Thanks Kathleen, 1. So if i've got 4 df's and i want "dfv1 union dfv2 union
dfv3 union dfv4", would it first compute "dfv1 union dfv2" and "dfv3 union
dfv4" independently and simultaneously? then union their results? 2. Its going
to be hundreds of partitions to union, creating a temp view for each of them
might be slow? Sent using Zoho Mail ============ Forwarded message ============
From : kathleen li <kathleenli...@gmail.com> To : <onmstes...@zoho.com.invalid>
Cc : <user@spark.apache.org> Date : Wed, 21 Nov 2018 10:16:21 +0330 Subject :
Re: spark-sql force parallel union ============ Forwarded message ============
you might first write the code to construct query statement with "union all"

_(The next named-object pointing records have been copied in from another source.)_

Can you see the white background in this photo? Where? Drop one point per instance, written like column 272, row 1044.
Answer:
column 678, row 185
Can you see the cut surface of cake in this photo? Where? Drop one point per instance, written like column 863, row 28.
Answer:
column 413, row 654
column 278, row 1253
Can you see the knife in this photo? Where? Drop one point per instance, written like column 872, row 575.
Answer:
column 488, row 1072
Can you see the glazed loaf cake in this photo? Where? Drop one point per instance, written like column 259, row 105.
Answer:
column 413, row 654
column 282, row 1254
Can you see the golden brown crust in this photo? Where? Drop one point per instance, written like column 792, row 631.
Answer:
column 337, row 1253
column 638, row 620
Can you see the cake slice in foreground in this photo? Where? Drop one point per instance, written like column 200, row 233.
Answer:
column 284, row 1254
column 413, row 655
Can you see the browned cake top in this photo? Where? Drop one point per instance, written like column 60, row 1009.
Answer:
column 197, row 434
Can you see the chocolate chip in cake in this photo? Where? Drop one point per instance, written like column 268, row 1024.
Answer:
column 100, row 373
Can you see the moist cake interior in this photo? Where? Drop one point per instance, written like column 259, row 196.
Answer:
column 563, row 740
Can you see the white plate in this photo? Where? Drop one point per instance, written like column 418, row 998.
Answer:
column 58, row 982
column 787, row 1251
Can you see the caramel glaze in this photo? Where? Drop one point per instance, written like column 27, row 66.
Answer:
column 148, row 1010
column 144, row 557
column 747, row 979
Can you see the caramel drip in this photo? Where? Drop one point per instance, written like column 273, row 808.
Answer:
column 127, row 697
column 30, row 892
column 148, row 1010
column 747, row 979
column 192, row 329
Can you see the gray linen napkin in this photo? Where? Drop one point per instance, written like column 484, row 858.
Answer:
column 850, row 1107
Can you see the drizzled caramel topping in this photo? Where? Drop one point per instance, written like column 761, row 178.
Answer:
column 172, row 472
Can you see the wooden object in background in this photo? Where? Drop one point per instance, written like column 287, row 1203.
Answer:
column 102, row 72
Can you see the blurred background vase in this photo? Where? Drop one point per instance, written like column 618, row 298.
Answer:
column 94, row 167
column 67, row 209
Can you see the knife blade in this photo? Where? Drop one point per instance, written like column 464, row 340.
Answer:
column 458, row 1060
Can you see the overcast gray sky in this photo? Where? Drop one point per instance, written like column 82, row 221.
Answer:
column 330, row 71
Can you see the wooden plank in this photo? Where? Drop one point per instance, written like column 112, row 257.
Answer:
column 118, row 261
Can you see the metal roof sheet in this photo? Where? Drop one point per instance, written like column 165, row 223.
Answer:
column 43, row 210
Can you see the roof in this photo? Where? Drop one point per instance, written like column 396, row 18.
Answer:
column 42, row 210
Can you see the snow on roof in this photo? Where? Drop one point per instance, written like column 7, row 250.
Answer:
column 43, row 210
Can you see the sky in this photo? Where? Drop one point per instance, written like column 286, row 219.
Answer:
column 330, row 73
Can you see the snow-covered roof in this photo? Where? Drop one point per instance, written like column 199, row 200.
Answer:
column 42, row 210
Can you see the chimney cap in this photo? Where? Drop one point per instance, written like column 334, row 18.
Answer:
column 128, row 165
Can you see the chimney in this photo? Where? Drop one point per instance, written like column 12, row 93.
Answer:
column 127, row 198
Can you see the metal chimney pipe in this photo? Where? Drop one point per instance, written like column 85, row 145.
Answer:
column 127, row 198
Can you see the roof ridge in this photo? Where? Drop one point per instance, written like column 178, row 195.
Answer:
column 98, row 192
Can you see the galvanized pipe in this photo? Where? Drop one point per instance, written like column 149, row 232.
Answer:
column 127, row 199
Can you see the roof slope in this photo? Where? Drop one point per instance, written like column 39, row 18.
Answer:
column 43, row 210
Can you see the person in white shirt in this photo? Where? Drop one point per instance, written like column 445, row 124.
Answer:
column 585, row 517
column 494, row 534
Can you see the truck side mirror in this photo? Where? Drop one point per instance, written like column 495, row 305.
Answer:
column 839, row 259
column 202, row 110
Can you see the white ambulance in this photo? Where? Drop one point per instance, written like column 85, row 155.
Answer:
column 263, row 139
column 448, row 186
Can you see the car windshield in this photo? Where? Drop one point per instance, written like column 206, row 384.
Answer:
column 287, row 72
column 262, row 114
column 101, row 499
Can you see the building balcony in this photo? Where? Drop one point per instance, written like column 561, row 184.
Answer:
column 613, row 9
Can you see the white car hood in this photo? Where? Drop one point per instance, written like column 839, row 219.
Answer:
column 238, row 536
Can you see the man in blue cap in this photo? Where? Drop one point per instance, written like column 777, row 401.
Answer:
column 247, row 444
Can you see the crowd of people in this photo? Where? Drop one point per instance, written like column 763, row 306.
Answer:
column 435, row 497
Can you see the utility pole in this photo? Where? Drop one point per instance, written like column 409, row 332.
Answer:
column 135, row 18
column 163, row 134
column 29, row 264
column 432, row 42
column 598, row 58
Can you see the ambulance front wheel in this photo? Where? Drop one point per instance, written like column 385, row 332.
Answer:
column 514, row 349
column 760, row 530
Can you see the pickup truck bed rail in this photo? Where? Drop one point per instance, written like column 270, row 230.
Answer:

like below: scala> val query="select * from dfv1 union all select * from dfv2
union all select * from dfv3" query: String = select * from dfv1 union all
select * from dfv2 union all select * from dfv3 then write loop to register
each partition to a view like below: for (i <- 1 to 3){
df.createOrReplaceTempView("dfv"+i) } scala> spark.sql(query).explain ==
Physical Plan == Union :- LocalTableScan [_1#0, _2#1, _3#2] :- LocalTableScan
[_1#0, _2#1, _3#2] +- LocalTableScan [_1#0, _2#1, _3#2] You can use " roll up"
or "group set" for multiple dimension to replace "union" or "union all" On
Tue, Nov 20, 2018 at 8:34 PM onmstester onmstester
<onmstes...@zoho.com.invalid> wrote: I'm using Spark-Sql to query Cassandra
tables. In Cassandra, i've partitioned my data with time bucket and one id, so
based on queries i need to union multiple partitions with spark-sql and do the
aggregations/group-by on union-result, something like this: for(all cassandra
partitions){
DataSet<Row> currentPartition = sqlContext.sql(....);
unionResult = unionResult.union(currentPartition);
}
Increasing input (number of loaded partitions), increases response time more
than linearly because unions would be done sequentialy. Because there is no
harm in doing unions in parallel, and i dont know how to force spark to do them
in parallel, Right now i'm using a ThreadPool to Asyncronosly load all
partitions in my application (which may cause OOM), and somehow do the sort or
simple group by in java (Which make me think why even i'm using spark at all?)
The short question is: How to force spark-sql to load cassandra partitions in
parallel while doing union on them? Also I don't want too many tasks in spark,
with my Home-Made Async solution, i use coalesece(1) so one task is so fast
(only wait time on casandra). Sent using Zoho Mail